I make DNNs (deep neural networks), the current trend in artificial intelligence modeling, for a living.
Much of my ancillary work consists of deflating/tempering the C-suite's hype and expectations of what "AI" solutions can solve or completely automate.
DNN algorithms can be powerful tools and muses in scientific endeavors, engineering, creativity and innovation. They aren't full replacements for the power of the human mind.
I can safely say that many, if not most, of my peers in DNN programming and data science are humble in our approach to developing these systems for deployment.
If anything, studying this field has given me an even more profound respect for the billions of years of evolution required to display the power and subtleties of intelligence as we narrowly understand it in an anthropological, neuro-scientific, and/or historical framework(s).
And then people will complain about that saying it’s almost all hype and no substance.
Then that one tech bro will keep insisting that lemmy is being unfair to AI and there are so many good use cases.
No one is denying the 10% use cases, we just don’t think it’s special or needs extra attention since those use cases already had other possible algorithmic solutions.
Tech bros need to realize, even if there are some use cases for AI, there has not been any revolution, stop trying to make it happen and enjoy your new slightly better tool in silence.
There was a great article in the Journal of Irreproducible Results years ago about the development of Artificial Stupidity (AS). I always do a mental translation to AS when ever I see AI.
AI is nothing more than a way for big businesses to automate more work and fire more people.
and do that at the expense of 30+ years of power reduction and efficiency gains, to the point that private companies are literally buying/building/restarting old power plants just to cover the insane power demand, because literally operating a power plant is cheaper than paying the energy costs.
For the common every day person its 3d tv and every other bullshit fad that burned brilliantly for all of 3 seconds before snuffing itself out, leaving people to have had paid for overpriced garbage thats no longer useful.

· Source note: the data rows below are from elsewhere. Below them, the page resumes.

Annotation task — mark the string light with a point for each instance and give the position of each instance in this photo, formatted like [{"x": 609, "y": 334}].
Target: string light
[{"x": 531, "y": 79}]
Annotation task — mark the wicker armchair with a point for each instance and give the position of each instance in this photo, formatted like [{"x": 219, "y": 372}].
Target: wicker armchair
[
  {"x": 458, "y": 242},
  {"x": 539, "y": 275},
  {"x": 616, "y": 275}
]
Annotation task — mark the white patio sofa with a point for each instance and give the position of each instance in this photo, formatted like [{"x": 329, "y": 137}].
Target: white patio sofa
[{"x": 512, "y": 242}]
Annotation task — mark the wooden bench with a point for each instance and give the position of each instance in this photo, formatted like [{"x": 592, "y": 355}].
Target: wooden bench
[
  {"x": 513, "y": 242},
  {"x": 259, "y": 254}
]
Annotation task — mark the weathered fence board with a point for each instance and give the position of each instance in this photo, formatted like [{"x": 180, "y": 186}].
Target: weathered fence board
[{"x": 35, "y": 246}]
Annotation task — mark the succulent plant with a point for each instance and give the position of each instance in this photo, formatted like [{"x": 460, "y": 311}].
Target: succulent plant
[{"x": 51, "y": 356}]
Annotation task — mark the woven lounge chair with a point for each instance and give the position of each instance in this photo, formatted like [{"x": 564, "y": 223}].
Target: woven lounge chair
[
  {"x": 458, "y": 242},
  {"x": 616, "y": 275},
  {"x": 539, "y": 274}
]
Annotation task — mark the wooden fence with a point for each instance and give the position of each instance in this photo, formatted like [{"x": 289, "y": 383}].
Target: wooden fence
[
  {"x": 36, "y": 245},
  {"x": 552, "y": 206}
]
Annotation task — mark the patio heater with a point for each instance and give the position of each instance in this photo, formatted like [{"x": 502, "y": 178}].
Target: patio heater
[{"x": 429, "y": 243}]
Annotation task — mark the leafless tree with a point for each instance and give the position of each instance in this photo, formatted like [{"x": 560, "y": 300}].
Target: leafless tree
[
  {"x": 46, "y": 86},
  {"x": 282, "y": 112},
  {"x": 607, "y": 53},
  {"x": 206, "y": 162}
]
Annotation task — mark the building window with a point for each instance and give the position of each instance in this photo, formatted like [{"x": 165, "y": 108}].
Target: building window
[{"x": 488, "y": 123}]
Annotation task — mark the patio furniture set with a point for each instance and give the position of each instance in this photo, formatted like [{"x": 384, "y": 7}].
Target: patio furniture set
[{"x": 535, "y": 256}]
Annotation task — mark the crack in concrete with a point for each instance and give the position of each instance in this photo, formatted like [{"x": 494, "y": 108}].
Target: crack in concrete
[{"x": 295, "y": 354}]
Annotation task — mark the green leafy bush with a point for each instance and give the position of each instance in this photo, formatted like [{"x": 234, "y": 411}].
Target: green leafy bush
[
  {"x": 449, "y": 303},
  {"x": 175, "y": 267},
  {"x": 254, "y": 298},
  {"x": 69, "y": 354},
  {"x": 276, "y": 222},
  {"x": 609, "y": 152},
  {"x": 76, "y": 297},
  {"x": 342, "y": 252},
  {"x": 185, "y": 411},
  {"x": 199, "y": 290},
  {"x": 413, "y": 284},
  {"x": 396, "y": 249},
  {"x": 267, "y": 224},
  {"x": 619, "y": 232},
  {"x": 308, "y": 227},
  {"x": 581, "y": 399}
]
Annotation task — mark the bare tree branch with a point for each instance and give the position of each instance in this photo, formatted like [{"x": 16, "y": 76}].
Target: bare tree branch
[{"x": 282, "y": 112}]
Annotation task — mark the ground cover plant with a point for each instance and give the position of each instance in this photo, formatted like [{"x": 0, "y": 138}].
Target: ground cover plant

I admit I understand nothing about ai and haven't used it in any way nor do I plan to. It feels wrong for me and I believe it might fuck us harder than social media ever could.
But the pictures it creates, the stories and conversations don't seem like hot air. And I guess, compared to the internet we are at the stage where the modem is still singing the songs of its people. There is more to come.
I heard it can code at a level where entry positions might be in danger to be swapped for ai. It detects cancer visually, recognizes people by the way they walk in China.
Also I fear that vulnerable persons might fall for those conversation bots in a world where there is less and less personal contact.
Gotta admit I'm a little afraid it will make most of us useless in the future.
I know tons of full stack developers who use AI to GREATLY speed up their workflow. I've used AI image generators to put something I wanted into the concept stage before I paid an artist to do the work with the revisions I wanted that I couldn't get AI to produce properly.
And first and foremost, they're a great use in surfacing information that is discussed and available, but might be buried with no SEO behind it to surface it. They are terrible at deducing things themselves, because they can't 'think', or coming up with solutions that others haven't already - but so long as people are aware of those limitations, then they're a pretty good tool to have.
It's a reactionary opinion when people jump to the 'but they're stealing art!' -- isn't your brain also stealing art when it's inspired by others art? Artists don't just POOF, and have the capability to be artists. They learn slowly over time, using others as inspiration or as training to improve. That's all stable diffusors do - just a lot faster.